Unmasking Bias: Looking at Law Enforcement

Just like my beagle, Oscar, loves chasing the squirrels more than he does chasing his own tail, it seems the law-enforcement agencies in the United States may have a similar preference. Only their preference is not quite as cute or innocuous as Oscar's. According to multiple reports, studies, and first-hand accounts, certain populations or ethnic groups are more "pursued" by law enforcement than others.

Of course, I’m no legal expert but the numbers tossed around don’t lie. According to the National Association for the Advancement of Colored People (NAACP), African Americans are incarcerated at more than 5 times the rate of white Americans. If that isn't selective enforcement, I don't know what is. Obviously, this statement doesn't imply that all law enforcement officers are biased or that all African Americans are innocent. What it does lean towards, however, is a systemic issue of discriminating law enforcement that needs to be addressed.

Money Talks: Socioeconomic Discrepancies in Law Enforcement

Discrimination isn't limited to just race or ethnicity though. Socioeconomic disparity plays a significant role as well. If you're thinking, "Tobias, you're exaggerating," well, let me tell you a story. It's not exactly from my life, but it's something that I could easily imagine happening to, say, Hedwig, my parrot, if she was a human in the United States.

Lets say Hedwig, a working-class person, gets caught with a few grams of illicit substances. Likely, she ends up serving jail time, losing her job, perhaps even her home. Now, in the same scenario, if she were wealthy, she might just get a slap on the wrist, a fine, and off she would go, leaving a generous contribution to the justice system on her way out. So, what differentiates one offender from another in this case? The "golden ticket" of wealth and social status.

Judicial Tilt: How Deep Does the Rabbit Hole Go?

Sadly, the rabbit hole of selectiveness doesn't stop at law enforcement. It extends its tentacles into the territory of the judicial system as well. Bail, parole, and sentencing decisions, in many cases, appear to be biased. Statistics show that wealthy defendants often receive more lenient sentences for similar crimes committed by their less affluent counterparts. There are many recorded instances where people with money have avoided jail time entirely, while others languish in prison for years.

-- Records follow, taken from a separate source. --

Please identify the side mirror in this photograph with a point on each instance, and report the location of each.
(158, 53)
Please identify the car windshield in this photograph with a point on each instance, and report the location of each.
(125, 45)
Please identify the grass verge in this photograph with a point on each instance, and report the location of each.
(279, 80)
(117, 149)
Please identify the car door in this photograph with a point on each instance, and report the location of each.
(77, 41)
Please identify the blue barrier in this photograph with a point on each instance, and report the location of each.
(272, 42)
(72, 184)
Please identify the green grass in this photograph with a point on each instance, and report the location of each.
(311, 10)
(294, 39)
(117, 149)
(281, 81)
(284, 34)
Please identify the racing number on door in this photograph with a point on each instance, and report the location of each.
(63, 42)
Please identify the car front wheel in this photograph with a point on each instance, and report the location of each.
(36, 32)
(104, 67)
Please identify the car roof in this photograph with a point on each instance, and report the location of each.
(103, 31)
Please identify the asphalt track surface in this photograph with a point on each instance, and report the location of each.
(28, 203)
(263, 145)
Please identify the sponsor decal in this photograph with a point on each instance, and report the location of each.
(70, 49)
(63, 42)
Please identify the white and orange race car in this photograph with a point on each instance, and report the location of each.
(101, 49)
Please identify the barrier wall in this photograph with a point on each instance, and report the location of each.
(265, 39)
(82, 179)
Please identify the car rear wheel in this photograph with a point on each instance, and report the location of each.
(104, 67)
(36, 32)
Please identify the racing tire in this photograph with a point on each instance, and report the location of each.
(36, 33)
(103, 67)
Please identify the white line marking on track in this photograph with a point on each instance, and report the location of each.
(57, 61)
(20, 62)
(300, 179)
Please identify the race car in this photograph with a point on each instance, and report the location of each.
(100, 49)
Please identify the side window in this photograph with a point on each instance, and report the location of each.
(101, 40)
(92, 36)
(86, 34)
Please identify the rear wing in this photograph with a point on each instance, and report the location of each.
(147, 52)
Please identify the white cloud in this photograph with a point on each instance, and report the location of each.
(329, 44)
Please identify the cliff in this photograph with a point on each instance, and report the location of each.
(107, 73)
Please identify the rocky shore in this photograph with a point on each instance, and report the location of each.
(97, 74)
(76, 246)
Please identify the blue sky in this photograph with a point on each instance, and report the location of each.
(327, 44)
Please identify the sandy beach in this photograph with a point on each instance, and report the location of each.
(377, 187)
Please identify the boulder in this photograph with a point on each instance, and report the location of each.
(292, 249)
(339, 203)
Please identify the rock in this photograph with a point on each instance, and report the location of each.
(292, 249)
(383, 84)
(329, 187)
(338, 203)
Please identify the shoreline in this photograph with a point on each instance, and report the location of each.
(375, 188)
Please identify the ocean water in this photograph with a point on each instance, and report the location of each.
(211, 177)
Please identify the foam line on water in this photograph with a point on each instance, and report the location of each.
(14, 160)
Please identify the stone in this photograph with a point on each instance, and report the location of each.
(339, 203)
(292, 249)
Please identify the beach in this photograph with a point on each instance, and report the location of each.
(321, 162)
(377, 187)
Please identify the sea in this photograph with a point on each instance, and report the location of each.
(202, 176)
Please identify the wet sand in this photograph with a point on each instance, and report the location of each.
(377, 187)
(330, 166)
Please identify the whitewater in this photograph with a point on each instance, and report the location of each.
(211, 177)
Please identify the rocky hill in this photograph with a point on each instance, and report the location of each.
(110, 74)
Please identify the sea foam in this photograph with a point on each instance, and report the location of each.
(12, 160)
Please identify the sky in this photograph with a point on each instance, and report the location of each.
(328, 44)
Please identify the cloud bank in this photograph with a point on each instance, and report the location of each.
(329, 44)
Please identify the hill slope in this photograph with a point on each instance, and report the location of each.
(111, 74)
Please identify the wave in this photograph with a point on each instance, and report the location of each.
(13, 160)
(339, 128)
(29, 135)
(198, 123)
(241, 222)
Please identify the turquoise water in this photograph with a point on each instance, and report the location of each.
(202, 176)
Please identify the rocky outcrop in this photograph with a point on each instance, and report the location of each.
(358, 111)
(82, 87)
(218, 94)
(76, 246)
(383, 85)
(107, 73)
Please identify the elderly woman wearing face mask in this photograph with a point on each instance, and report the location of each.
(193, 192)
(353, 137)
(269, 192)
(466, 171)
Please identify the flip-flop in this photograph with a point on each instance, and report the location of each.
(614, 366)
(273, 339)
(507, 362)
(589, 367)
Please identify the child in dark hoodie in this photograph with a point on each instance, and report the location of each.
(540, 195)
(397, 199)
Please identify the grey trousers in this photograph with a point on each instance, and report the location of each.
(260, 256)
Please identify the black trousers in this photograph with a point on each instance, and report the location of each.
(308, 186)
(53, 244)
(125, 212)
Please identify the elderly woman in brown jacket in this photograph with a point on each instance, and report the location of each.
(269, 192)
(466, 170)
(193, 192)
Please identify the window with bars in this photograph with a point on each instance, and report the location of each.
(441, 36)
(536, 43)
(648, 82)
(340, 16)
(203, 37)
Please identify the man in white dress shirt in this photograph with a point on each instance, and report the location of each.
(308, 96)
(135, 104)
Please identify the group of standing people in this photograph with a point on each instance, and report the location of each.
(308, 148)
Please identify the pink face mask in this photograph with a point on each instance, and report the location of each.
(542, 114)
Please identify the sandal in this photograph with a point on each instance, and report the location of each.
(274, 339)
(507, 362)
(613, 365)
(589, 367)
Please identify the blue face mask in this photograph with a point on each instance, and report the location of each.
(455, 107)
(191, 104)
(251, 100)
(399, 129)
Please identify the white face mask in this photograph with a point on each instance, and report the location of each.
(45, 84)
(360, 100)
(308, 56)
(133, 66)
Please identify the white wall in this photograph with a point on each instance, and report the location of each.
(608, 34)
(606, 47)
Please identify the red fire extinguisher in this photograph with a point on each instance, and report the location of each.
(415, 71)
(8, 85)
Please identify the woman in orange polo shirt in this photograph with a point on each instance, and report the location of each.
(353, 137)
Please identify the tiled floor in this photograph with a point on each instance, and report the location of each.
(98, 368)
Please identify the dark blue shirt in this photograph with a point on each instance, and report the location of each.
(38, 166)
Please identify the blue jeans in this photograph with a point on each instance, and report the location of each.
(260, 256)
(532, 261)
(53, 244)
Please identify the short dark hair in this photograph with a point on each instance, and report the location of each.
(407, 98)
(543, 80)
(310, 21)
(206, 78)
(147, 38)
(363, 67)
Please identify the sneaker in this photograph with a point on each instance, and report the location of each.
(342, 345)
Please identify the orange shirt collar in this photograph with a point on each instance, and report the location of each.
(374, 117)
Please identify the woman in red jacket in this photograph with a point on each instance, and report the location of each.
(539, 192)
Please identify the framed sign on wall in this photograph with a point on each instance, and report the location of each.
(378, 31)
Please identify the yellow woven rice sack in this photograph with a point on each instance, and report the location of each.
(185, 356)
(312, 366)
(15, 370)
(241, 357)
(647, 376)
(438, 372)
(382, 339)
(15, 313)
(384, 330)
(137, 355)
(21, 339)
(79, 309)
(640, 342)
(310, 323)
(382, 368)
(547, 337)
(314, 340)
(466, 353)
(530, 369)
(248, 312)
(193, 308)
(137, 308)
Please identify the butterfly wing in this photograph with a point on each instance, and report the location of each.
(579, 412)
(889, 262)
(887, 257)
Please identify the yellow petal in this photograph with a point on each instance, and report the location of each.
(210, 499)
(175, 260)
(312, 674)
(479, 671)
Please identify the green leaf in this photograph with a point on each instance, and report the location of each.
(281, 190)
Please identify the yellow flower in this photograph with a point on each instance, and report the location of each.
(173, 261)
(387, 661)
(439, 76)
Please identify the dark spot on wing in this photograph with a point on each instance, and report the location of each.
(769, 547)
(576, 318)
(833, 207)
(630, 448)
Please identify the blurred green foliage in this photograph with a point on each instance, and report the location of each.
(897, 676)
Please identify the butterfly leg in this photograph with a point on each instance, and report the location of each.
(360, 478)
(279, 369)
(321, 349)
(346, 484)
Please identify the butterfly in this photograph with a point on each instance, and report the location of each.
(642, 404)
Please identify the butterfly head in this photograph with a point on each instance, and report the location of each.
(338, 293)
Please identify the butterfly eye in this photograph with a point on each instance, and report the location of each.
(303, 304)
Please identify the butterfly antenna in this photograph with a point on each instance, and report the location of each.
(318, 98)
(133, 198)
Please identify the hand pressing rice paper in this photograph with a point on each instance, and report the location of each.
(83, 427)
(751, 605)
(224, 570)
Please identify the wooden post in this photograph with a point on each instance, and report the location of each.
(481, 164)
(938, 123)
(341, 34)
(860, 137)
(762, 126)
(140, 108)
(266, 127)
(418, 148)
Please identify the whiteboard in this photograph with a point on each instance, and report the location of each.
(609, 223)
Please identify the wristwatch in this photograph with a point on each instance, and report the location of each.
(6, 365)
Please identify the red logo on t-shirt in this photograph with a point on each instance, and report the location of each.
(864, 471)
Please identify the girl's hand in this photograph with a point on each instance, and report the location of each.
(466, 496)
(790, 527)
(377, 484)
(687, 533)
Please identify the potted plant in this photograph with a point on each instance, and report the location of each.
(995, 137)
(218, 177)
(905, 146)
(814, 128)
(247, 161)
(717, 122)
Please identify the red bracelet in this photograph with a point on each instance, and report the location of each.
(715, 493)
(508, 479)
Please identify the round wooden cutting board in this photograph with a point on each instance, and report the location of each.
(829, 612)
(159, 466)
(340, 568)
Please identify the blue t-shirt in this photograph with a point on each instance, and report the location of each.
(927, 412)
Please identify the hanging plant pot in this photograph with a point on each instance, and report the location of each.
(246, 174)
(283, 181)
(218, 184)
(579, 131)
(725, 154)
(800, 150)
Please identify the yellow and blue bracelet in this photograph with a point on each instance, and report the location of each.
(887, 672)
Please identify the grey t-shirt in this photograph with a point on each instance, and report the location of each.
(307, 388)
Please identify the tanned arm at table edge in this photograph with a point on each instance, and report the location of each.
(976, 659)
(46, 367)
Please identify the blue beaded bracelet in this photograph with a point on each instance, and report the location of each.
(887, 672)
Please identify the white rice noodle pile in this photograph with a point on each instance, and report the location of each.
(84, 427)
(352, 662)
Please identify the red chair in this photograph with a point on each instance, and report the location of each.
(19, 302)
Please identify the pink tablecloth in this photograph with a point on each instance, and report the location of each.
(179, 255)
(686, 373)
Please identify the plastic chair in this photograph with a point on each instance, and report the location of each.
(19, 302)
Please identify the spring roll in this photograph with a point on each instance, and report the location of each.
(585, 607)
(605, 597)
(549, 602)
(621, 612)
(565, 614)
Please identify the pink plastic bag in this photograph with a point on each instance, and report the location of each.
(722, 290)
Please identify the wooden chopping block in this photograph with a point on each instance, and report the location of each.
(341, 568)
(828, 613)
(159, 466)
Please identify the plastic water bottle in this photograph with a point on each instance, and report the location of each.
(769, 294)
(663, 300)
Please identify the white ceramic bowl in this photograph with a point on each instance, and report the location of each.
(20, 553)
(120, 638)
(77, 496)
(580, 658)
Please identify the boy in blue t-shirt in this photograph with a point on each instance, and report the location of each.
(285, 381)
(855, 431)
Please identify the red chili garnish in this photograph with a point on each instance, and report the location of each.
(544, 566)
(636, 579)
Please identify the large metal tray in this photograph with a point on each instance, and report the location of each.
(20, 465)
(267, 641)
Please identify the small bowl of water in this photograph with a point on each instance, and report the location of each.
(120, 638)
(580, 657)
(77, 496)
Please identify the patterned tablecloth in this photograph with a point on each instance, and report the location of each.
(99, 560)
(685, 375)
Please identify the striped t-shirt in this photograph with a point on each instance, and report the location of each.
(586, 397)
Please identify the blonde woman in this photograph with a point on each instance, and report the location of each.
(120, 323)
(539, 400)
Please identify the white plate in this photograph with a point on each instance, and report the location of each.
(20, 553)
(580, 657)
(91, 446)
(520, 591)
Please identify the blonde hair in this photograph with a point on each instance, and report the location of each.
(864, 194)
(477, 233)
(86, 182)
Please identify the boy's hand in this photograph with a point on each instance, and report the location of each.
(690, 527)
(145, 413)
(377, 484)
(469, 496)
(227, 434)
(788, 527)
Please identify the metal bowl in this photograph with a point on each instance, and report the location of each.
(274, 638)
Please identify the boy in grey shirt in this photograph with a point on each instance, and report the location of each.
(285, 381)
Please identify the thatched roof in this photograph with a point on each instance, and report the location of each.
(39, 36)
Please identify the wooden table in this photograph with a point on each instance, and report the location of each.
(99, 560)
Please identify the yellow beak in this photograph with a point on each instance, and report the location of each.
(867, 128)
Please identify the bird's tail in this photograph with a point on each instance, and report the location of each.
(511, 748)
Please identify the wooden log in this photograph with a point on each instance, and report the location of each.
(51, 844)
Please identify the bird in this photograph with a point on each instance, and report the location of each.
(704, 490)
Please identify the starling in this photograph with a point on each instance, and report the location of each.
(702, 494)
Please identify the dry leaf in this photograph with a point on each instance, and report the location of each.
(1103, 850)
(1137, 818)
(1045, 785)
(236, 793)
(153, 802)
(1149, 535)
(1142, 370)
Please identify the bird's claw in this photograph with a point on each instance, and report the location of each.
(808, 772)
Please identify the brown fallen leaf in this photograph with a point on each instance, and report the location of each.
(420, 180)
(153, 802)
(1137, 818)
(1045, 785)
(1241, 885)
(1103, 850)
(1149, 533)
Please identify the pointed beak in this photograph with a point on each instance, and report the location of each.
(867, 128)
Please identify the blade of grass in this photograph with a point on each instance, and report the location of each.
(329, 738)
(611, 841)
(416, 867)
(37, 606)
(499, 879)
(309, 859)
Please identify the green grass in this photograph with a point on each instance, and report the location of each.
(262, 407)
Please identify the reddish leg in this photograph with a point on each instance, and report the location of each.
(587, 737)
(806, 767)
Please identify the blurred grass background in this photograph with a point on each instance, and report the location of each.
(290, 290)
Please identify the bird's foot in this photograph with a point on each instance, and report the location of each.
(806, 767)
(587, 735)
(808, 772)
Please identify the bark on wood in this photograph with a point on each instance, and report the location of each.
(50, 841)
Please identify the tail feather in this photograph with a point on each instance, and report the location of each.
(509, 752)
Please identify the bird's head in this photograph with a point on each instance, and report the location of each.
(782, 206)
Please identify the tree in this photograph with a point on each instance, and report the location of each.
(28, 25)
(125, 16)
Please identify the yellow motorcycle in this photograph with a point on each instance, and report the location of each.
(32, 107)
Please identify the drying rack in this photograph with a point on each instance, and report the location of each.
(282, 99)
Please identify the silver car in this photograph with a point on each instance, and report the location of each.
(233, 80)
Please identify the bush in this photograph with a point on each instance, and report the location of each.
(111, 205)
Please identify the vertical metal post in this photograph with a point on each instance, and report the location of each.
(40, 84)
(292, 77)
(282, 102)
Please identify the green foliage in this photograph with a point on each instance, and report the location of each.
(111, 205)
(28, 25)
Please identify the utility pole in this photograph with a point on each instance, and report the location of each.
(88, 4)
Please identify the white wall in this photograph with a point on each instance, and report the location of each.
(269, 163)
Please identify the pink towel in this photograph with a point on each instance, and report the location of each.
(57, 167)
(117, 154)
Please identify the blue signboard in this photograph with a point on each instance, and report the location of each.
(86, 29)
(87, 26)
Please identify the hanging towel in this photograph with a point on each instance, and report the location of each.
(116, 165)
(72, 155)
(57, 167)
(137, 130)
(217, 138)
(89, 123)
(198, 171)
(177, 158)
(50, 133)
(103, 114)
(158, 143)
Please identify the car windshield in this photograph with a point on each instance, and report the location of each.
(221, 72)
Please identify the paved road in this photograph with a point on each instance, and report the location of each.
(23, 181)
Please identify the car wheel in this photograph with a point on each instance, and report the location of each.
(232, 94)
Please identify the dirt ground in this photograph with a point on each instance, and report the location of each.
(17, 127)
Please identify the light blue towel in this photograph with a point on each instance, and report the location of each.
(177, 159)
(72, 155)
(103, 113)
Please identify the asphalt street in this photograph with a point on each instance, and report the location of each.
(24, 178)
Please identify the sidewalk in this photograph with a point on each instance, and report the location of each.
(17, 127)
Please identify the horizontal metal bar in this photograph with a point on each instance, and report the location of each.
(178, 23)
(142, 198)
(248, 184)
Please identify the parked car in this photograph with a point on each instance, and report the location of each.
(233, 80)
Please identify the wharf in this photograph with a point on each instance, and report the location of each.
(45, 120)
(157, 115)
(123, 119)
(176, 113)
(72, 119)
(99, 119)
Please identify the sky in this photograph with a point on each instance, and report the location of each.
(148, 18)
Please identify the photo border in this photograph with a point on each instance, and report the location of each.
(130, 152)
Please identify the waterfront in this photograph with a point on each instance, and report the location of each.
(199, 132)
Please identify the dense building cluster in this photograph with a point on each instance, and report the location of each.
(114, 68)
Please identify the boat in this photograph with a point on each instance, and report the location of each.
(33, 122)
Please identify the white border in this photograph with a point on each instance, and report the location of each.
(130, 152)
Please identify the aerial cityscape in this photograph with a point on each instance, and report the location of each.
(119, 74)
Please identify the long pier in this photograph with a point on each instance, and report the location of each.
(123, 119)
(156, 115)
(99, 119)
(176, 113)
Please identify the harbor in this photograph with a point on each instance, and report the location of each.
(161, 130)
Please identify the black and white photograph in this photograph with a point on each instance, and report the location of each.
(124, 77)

Here's a fun fact: Did you know that legal representation plays a big role in this discrepancy? Wealthier individuals can afford high-powered attorneys who are more likely to secure favorable outcomes. On the other hand, those with lower income often rely on overworked public defenders, thereby reducing the chances of a positive outcome. Money, it seems, doesn’t just talk, it screams.

In conclusion, I would argue that, given the evidence, laws in America do seem to be selectively enforced, at least to some extent. This isn’t to say that America is the only country with this problem or that everyone in America’s judicial system is biased. However, burying our heads in the sand and pretending the issue does not exist certainly won’t help to rectify the situation. Whether in the United States or right here in Edinburgh, we need to be vigilant about fairness in law enforcement and judicial proceedings. Because, my friends, if a law isn't impartial, can we truly call it a law?